Ele acrescenta que a curva de juros de mercado passou a contemplar a possibilidade de elevação da taxa básica de juros nas próximas reuniões do Copom, sendo empurrada para a frente a possibilidade de corte da taxa Selic.

“Vejo pessoas do mercado mais otimistas para 2023. E um dos motivos é o papel da política monetária. Ou seja, há uma perspectiva de controle da inflação e de inflação cedendo, e a política monetária começando a descer juros em março ou maio ou junho, dando mais impulso à atividade”, diz Silvia. “Mas a política monetária talvez não tenha essa trajetória porque a política fiscal tem atrapalhado seus planos. Primeiro, pelo canal do estímulo fiscal, com a inflação de itens como serviços. Segundo, pelas expectativas inflacionárias, de transmissão.”

O boletim traz ainda, na parte sobre atividade, perspectiva de desaceleração neste fim de ano, com continuidade de expansão do setor de serviços. O FGV Ibre manteve a projeção de crescimento do PIB do terceiro trimestre em 0,6% ante o segundo e de alta de 2,7% em 2022.

Mas alerta que os números não contemplam revisão do PIB anual de 2020, cujas atualizações estarão disponíveis após a divulgação do PIB do terceiro trimestre, no dia 1º de dezembro.

Para 2023, a projeção foi revisada de queda de 0,4% para crescimento de 0,1%, devido a previsões bastante otimistas em relação às safras de soja e de milho.

Na seção sobre inflação, o economista Andre Braz afirma que a alta de 0,59% do IPCA de outubro mostra que “as pressões inflacionárias ainda estão no radar”.

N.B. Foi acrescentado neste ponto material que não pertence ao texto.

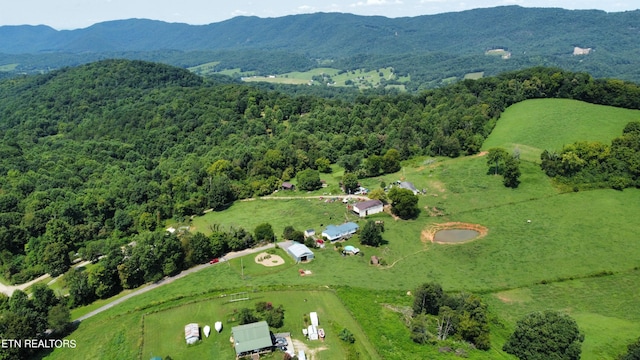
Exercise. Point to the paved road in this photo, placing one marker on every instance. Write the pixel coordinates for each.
(169, 280)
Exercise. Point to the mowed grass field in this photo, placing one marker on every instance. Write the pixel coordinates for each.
(579, 254)
(164, 335)
(547, 124)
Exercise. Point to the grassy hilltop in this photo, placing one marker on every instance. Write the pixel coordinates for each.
(578, 254)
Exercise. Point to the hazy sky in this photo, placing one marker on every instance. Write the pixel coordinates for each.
(73, 14)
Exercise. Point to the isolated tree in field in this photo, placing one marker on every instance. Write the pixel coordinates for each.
(264, 232)
(220, 192)
(391, 161)
(419, 328)
(496, 157)
(545, 335)
(246, 316)
(403, 203)
(633, 351)
(511, 172)
(428, 298)
(323, 165)
(473, 323)
(370, 234)
(309, 180)
(347, 336)
(198, 249)
(350, 183)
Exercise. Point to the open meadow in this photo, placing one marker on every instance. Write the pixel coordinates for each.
(575, 252)
(547, 124)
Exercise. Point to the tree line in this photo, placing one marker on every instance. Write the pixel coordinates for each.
(592, 164)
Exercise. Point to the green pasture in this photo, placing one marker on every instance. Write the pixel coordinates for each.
(164, 330)
(547, 124)
(8, 67)
(474, 76)
(358, 77)
(578, 239)
(604, 307)
(204, 69)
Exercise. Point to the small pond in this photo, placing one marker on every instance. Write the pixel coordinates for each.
(455, 235)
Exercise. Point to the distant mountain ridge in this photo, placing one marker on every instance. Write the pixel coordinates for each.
(429, 48)
(323, 34)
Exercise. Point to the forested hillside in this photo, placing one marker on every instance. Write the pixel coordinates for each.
(429, 48)
(98, 153)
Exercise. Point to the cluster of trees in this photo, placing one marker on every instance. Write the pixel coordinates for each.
(594, 164)
(438, 316)
(108, 150)
(501, 162)
(153, 255)
(371, 233)
(545, 335)
(24, 317)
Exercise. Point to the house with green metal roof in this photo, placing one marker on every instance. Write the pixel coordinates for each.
(333, 232)
(252, 338)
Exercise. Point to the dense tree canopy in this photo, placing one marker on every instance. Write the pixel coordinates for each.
(545, 335)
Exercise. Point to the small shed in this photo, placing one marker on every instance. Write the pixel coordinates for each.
(313, 316)
(251, 338)
(288, 186)
(368, 207)
(300, 252)
(191, 333)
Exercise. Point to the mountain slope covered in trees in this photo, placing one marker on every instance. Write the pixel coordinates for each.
(101, 152)
(425, 47)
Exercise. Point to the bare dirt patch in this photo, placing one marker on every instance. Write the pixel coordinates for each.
(269, 260)
(310, 353)
(429, 233)
(434, 211)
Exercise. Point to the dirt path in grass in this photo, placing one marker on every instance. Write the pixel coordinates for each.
(169, 280)
(9, 289)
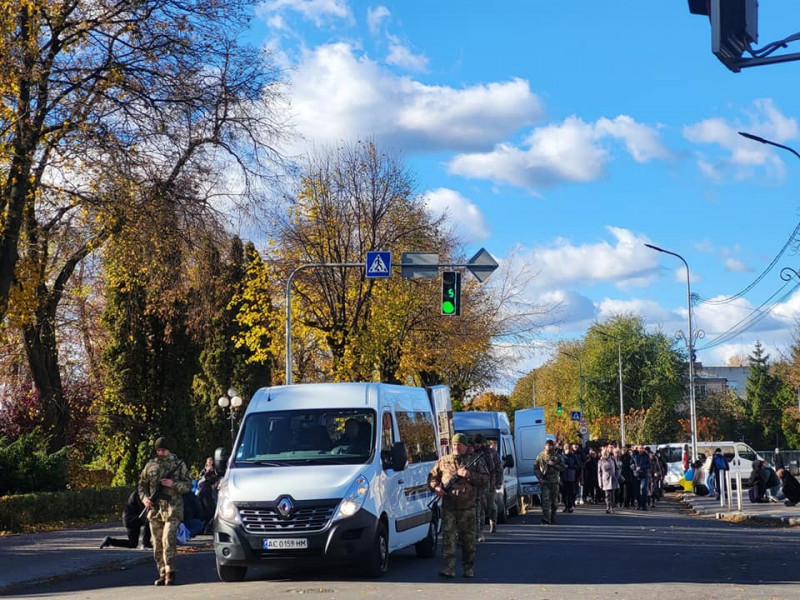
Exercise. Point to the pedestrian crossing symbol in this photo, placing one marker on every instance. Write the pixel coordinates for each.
(379, 264)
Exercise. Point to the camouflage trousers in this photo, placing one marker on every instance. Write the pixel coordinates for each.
(165, 544)
(549, 500)
(491, 505)
(458, 526)
(481, 500)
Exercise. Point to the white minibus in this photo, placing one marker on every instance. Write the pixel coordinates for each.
(739, 455)
(331, 471)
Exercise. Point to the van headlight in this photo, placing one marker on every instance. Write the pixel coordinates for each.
(226, 509)
(354, 499)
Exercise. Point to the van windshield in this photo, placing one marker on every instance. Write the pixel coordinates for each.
(306, 437)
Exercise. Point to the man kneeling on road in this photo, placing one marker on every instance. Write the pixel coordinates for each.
(790, 487)
(457, 479)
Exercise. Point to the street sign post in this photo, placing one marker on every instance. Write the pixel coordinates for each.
(379, 264)
(482, 265)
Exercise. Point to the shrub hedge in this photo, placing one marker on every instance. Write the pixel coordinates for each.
(22, 511)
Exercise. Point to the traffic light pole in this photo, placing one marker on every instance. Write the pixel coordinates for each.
(481, 266)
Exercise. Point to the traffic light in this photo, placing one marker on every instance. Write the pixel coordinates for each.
(734, 26)
(451, 293)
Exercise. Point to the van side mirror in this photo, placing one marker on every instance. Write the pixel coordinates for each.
(399, 456)
(221, 457)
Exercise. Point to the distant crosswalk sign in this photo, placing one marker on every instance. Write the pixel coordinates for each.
(379, 264)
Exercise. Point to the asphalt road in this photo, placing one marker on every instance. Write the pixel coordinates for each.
(589, 554)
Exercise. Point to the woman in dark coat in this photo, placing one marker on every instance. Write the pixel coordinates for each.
(791, 487)
(134, 522)
(608, 477)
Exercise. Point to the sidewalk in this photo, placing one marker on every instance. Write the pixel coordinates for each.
(775, 514)
(36, 557)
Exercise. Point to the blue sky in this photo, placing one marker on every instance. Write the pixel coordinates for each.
(568, 134)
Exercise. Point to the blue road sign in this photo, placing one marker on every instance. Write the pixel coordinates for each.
(379, 264)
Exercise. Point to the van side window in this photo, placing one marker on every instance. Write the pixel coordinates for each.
(387, 432)
(419, 435)
(746, 452)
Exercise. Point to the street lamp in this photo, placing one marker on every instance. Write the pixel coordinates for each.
(621, 401)
(231, 402)
(690, 345)
(757, 138)
(584, 436)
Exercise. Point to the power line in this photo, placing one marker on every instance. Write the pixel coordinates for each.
(763, 274)
(754, 317)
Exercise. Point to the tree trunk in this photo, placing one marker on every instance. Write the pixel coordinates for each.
(42, 352)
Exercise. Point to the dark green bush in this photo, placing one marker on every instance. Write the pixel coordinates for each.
(27, 510)
(25, 465)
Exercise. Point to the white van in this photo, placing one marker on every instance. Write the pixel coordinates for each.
(739, 455)
(333, 471)
(529, 439)
(495, 426)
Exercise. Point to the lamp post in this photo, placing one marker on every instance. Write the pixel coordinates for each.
(757, 138)
(231, 402)
(690, 345)
(621, 400)
(584, 436)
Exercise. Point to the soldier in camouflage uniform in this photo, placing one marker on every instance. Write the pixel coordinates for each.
(458, 515)
(548, 468)
(169, 473)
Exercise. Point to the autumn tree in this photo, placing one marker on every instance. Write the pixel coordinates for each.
(107, 109)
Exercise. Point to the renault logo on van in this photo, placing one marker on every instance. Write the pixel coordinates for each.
(285, 506)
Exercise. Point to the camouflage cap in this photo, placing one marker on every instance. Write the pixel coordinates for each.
(459, 438)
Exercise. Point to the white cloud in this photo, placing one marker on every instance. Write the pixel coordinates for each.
(624, 263)
(317, 11)
(400, 56)
(571, 308)
(555, 154)
(742, 156)
(464, 216)
(376, 16)
(640, 140)
(337, 96)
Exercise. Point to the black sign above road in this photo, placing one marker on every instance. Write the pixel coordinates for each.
(482, 265)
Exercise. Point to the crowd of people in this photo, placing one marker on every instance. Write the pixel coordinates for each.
(628, 476)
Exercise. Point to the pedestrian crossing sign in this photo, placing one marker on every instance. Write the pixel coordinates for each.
(379, 264)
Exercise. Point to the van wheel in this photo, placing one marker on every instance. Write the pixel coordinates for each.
(378, 559)
(427, 548)
(229, 573)
(502, 511)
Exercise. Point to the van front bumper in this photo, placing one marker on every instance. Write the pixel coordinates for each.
(341, 540)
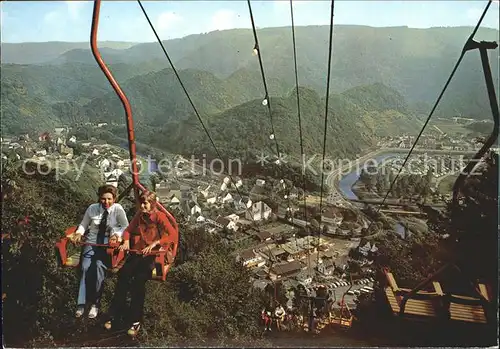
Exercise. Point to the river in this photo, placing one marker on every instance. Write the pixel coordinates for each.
(348, 180)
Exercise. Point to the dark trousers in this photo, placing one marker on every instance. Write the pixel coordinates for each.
(132, 278)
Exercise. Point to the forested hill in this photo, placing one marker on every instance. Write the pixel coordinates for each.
(415, 62)
(246, 129)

Entre as novas contribuições para a aceleração da inflação, estão os alimentos no domicílio. Os preços do grupo passaram de deflação de 0,9% em setembro para inflação de 0,8% em outubro, especialmente nos in natura, representados por produtos importantes no orçamento familiar, como batata (cuja alta passou de 2,8% para 23,4%) e tomate (de -3,8% para 17,6%).

De acordo ao Monitor da Inflação, o IPCA de novembro e dezembro poderão registrar taxas entre 0,5% e 0,7%, o que fará o índice encerrar 2022 com alta entre 5,5% e 5,7%, lembra Braz. “Para 2023, ainda que pese o grande desafio fiscal, a inflação pode ficar em torno de 5%, acima da meta de inflação estabelecida para o ano que vem, de 3,25%”, conclui.